Adam hasbelkader üç gün yer bilimiyle ilgili bir eğit almış çıkıyor sanki kırk yıllık deprem uzmanı gibi konuşuyor. Bildiğini de söylüyor bilmediğini de. Son günlerde artan sallantılar zaten bozuk olan moralimiz iyice bozuluyor. Bir de buna soytarı medyadaki ne idiği belirsiz insanlar karışınca gel de çık işin içinden.
Daha bunlarda yetmiyor birde medyumlar, şaklabanlar çıkıyor ortaya vay şu gün şu olacak bugün bu olacak birde onlar ahkam kesmeye aklına geleni söylemeye başlayınca vatandaş uykuyu iyice kaçırdı ve hepimiz panik atak olma yolunda hızla ilerlemeye başladı.
Halbuki hastalık da depremde uzmanların bileceği iştir. Bu işin gerçek ilmini yapmayı üç gün okulunda okuyanların yapacağı bir iş değildir.

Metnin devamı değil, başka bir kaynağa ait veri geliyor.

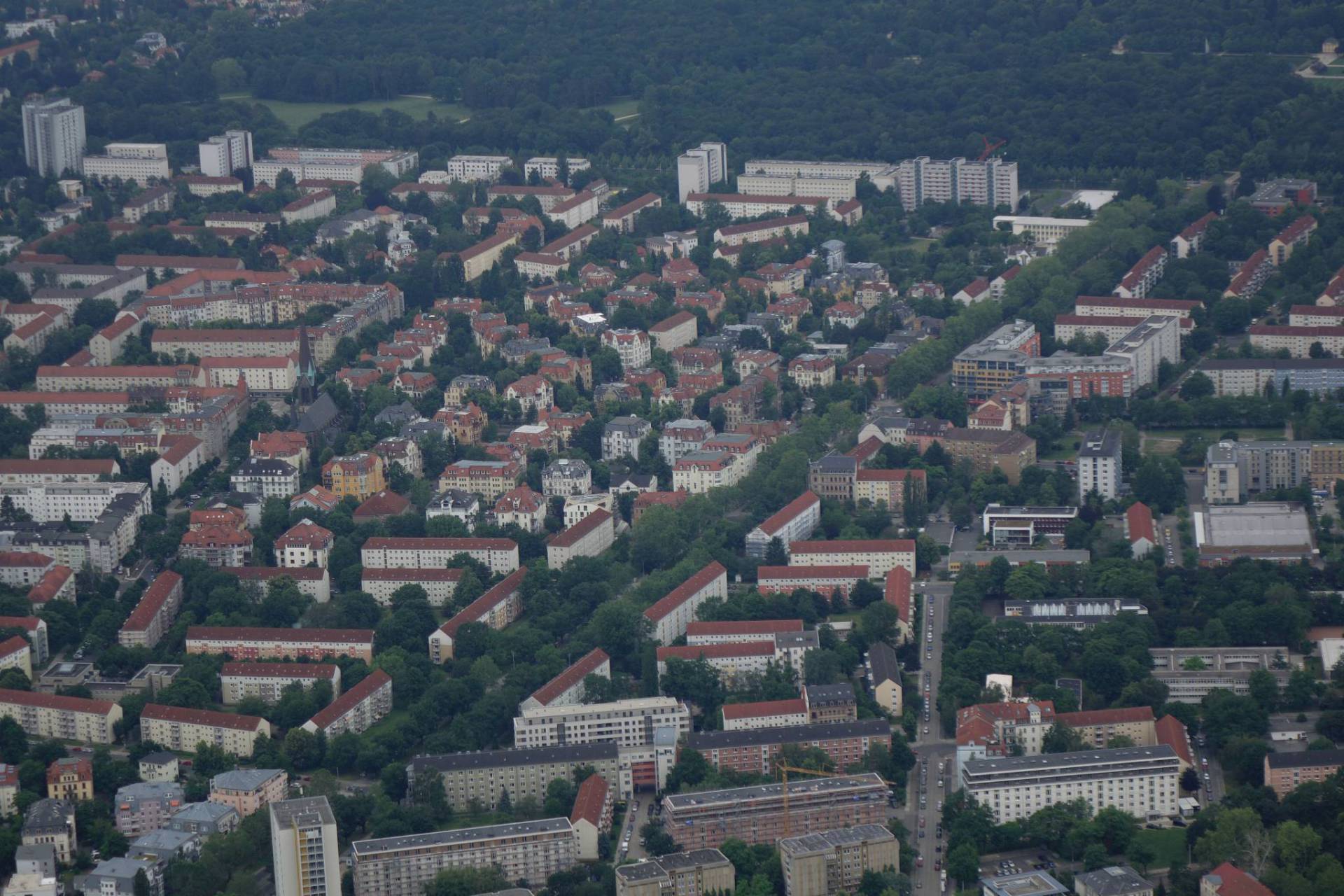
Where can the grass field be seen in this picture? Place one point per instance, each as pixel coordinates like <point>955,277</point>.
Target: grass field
<point>1168,846</point>
<point>296,115</point>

Hele şu hoca gibi tarikat şeyhi gibi görünüp felaket tellallığı yapanlar yok mu işte bunlar işin tadını iyice kaçırıyor.
Hadi o kendini sağlık ve deprem uzmanı zannedip bildiğini de bilmediğini de söyleyenleri konuşanları geçtik. Bu Müslümanım deyip Allaha inanarak medyumluk yapıp uykumuzu kaçıranlara ne demeli bunu anlamış değilim.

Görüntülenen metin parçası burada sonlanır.